Flue: The Agent Harness Framework and Why It Feels Different

Fred K Schott posted Flue on May 1, 2026 as a response to a familiar pain point: many teams are building powerful agent prompts, but they are still hand stitching runtime behavior. If you are running agent workflows in real repos, this is a useful signal. Flue is not trying to be another generic API wrapper. It is trying to be a harness-first framework for running agents.

The idea is simple. You do not want every project to reinvent task orchestration, runtime control, session shape, and deployment glue. You want a framework to define those pieces once and let your team focus on behavior. That is exactly the pattern that made web frameworks like Next.js useful in the first place. You do not build your own server runtime every time, you build routes and logic.
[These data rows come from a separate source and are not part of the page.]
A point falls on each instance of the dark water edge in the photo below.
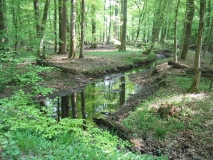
(101, 96)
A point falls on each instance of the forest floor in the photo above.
(188, 143)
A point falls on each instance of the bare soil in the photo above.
(184, 145)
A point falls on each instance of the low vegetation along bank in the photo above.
(182, 131)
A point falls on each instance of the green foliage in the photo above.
(13, 75)
(148, 121)
(185, 82)
(26, 133)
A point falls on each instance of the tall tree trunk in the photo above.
(175, 31)
(2, 27)
(82, 30)
(105, 23)
(140, 19)
(124, 23)
(55, 26)
(40, 27)
(209, 37)
(72, 52)
(37, 15)
(64, 26)
(65, 107)
(94, 43)
(195, 84)
(116, 35)
(74, 107)
(157, 23)
(110, 22)
(15, 23)
(190, 9)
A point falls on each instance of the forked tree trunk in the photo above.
(196, 81)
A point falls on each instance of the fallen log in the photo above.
(112, 125)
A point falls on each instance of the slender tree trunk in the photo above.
(140, 19)
(116, 35)
(175, 31)
(105, 23)
(15, 23)
(55, 26)
(82, 30)
(37, 15)
(40, 27)
(124, 23)
(208, 42)
(190, 9)
(72, 52)
(210, 86)
(74, 108)
(2, 27)
(65, 107)
(94, 43)
(195, 84)
(64, 26)
(60, 12)
(158, 21)
(110, 23)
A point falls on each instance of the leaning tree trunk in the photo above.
(190, 9)
(72, 52)
(195, 84)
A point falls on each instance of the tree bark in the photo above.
(140, 19)
(40, 27)
(175, 31)
(110, 22)
(124, 23)
(55, 26)
(72, 52)
(94, 43)
(190, 9)
(195, 85)
(62, 26)
(82, 30)
(2, 27)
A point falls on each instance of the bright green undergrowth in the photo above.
(146, 120)
(26, 133)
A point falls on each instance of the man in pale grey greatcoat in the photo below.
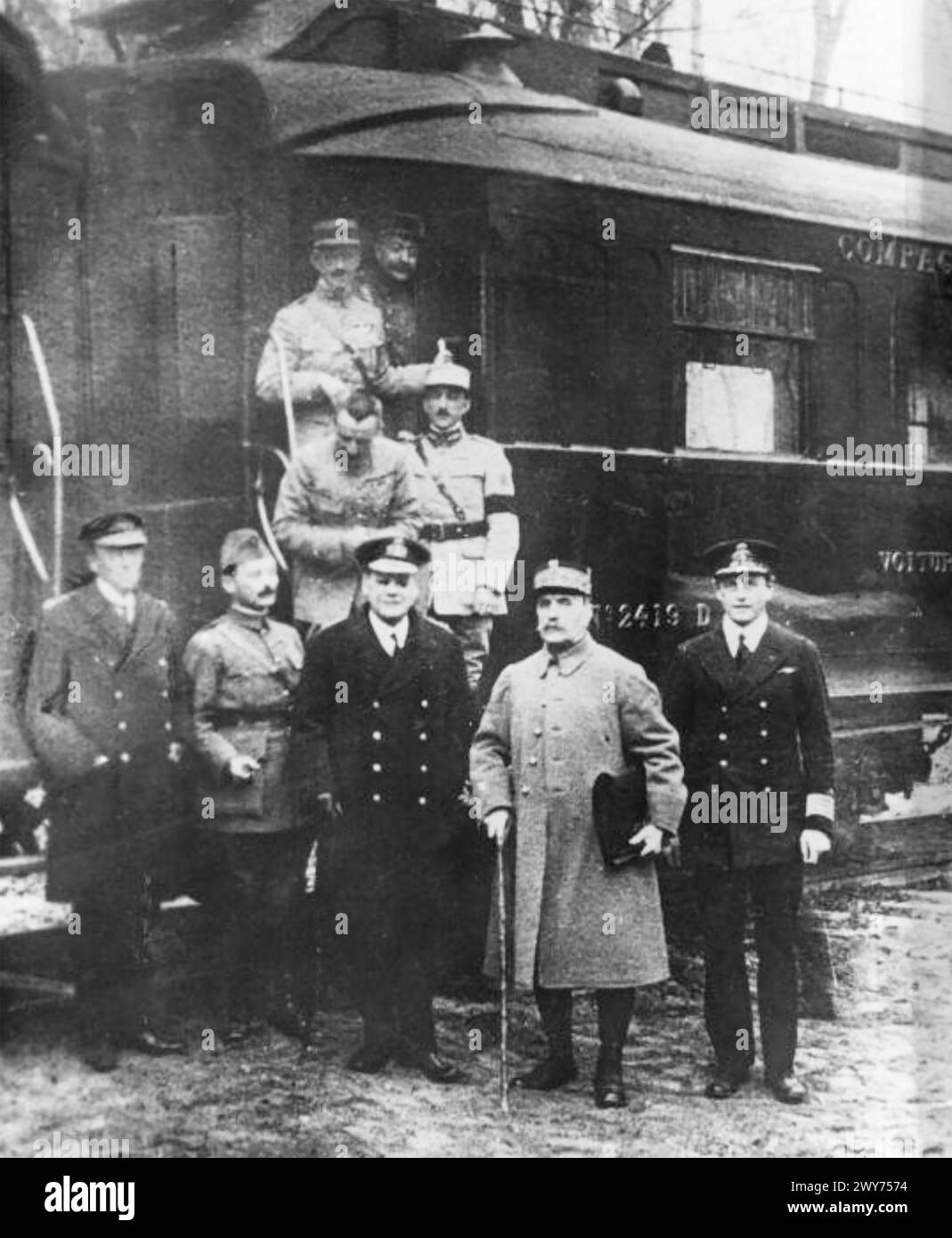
(554, 723)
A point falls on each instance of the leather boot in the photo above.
(284, 1012)
(614, 1015)
(558, 1066)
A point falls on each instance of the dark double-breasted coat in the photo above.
(102, 688)
(764, 729)
(389, 739)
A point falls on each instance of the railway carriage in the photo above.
(669, 330)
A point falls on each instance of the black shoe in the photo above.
(430, 1063)
(549, 1075)
(609, 1088)
(787, 1089)
(99, 1053)
(369, 1059)
(724, 1083)
(237, 1031)
(288, 1018)
(146, 1040)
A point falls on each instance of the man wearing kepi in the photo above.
(751, 704)
(342, 491)
(330, 342)
(102, 707)
(387, 281)
(467, 507)
(244, 669)
(383, 727)
(555, 722)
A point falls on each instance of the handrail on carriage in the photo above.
(56, 426)
(257, 485)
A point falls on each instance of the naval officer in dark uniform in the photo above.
(244, 669)
(383, 722)
(102, 708)
(749, 701)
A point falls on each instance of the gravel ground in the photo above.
(879, 1076)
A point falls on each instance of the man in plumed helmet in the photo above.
(467, 509)
(243, 669)
(555, 722)
(749, 701)
(383, 723)
(102, 708)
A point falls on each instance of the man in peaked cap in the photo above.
(749, 700)
(102, 708)
(383, 727)
(555, 722)
(244, 669)
(332, 339)
(467, 508)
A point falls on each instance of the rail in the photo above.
(56, 426)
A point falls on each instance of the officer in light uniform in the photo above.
(467, 507)
(244, 669)
(342, 489)
(387, 280)
(749, 701)
(332, 338)
(102, 710)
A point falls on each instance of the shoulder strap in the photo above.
(438, 483)
(323, 318)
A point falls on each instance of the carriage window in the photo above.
(743, 333)
(926, 330)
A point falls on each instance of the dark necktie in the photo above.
(743, 653)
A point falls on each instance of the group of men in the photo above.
(359, 726)
(365, 736)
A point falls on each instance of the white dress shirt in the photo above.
(386, 631)
(123, 603)
(753, 634)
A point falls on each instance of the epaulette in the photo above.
(53, 603)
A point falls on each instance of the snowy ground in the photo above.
(879, 1076)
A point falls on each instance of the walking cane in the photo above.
(503, 1004)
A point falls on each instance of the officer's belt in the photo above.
(454, 533)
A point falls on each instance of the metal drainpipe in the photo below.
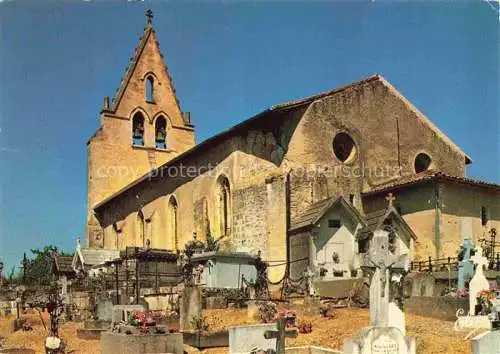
(437, 221)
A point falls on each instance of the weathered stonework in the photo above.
(277, 164)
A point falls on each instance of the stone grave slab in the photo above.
(380, 340)
(105, 310)
(122, 312)
(486, 343)
(242, 339)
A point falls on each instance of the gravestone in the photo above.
(479, 281)
(486, 343)
(465, 267)
(105, 310)
(121, 313)
(386, 333)
(190, 306)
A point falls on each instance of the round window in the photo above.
(344, 147)
(422, 162)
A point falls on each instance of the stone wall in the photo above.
(112, 161)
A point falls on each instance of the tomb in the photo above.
(225, 269)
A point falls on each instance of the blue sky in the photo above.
(228, 61)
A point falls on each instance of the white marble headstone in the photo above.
(465, 228)
(479, 281)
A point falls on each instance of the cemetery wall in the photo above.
(388, 132)
(442, 307)
(257, 195)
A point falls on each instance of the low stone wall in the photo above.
(206, 339)
(310, 350)
(119, 343)
(441, 307)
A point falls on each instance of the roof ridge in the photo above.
(307, 99)
(423, 118)
(143, 40)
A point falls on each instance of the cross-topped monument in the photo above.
(479, 281)
(280, 334)
(388, 268)
(149, 15)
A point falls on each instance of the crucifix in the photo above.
(387, 268)
(478, 281)
(280, 334)
(390, 198)
(149, 15)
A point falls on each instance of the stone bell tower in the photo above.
(141, 128)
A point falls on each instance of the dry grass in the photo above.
(433, 336)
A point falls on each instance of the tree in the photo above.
(38, 270)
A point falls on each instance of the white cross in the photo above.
(479, 260)
(390, 198)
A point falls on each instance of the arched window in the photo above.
(224, 205)
(422, 162)
(344, 147)
(140, 228)
(173, 222)
(150, 89)
(138, 129)
(161, 133)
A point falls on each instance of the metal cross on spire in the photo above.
(149, 15)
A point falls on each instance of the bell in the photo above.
(160, 136)
(137, 133)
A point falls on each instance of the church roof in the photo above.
(375, 221)
(264, 117)
(429, 176)
(90, 257)
(317, 210)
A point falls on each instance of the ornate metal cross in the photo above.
(149, 15)
(383, 260)
(280, 334)
(390, 198)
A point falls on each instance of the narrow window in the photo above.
(224, 203)
(149, 89)
(139, 229)
(160, 133)
(484, 216)
(138, 129)
(173, 222)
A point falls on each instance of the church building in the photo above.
(337, 154)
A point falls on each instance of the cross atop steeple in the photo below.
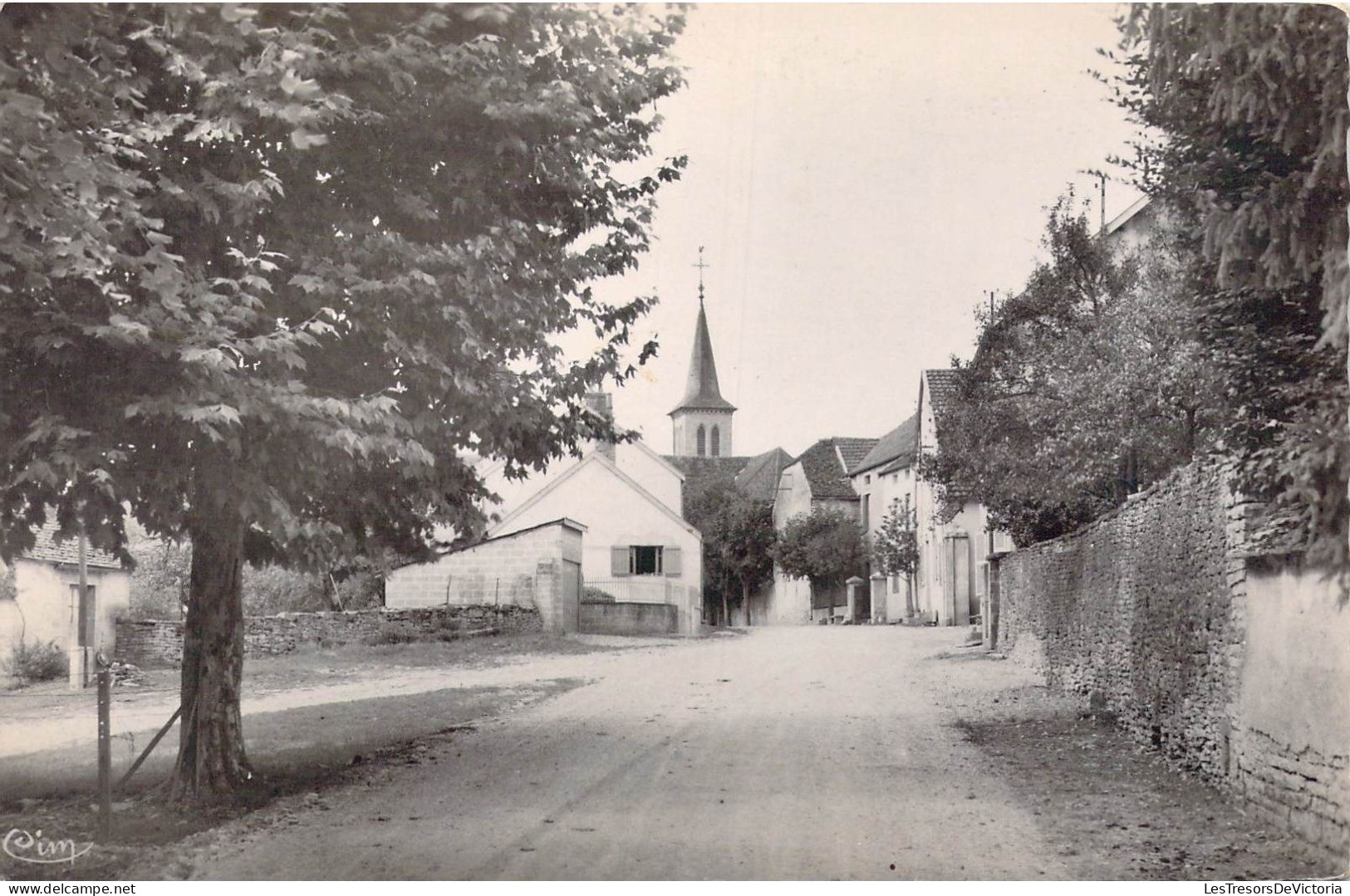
(701, 266)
This is a practical builder-level comparison focused on runtime architecture, deployment tradeoffs, and migration implications.

Who is Fred K Schott

If you know him from Astro, this should feel familiar. Fred is a long-time open source builder with deep TypeScript and developer tooling experience, with a history tied to fast project bootstrap, compile-time developer experience, and community-first frameworks. He co-founded and helped scale the Astro ecosystem, and his move into Flue makes sense when you see the through line: reduce repetitive developer setup, standardize reusable patterns, and keep runtime behavior close to code.

If you follow him on X, the launch post itself is short, direct, and very "build-tools-first." The same voice shows in the early framing for Flue: minimal abstraction where needed, opinionated structure where scale requires it, and clear affordances for CI and local execution.

Why this matters now

A lot of tooling in the agent stack still separates these concerns poorly:

Model and tool calls in one layer.
Tool orchestration in another layer.
Runtime decisions in an ad hoc layer built separately for each deployment.

You end up with a lot of duplicated infrastructure in every stack. Flue puts harness concerns in one place and tries to make them portable.

The official README frames it as the first agent harness framework and emphasizes that it is runtime agnostic and can be deployed on Node.js, Cloudflare, GitHub Actions, and GitLab CI/CD Flue README. The README language is blunt about being different from "yet another SDK," and that claim is testable if you look at how the examples are structured.

What exactly is a harness, and why Flue calls itself that

If you are already building agent systems, you likely treat this as obvious. Still, the boundary matters:

Prompting layer = how you ask a model to reason.
Tool layer = what the system can call.
Harness layer = how sessions start, what runs, how outputs are shaped, where execution happens, and what happens on failure.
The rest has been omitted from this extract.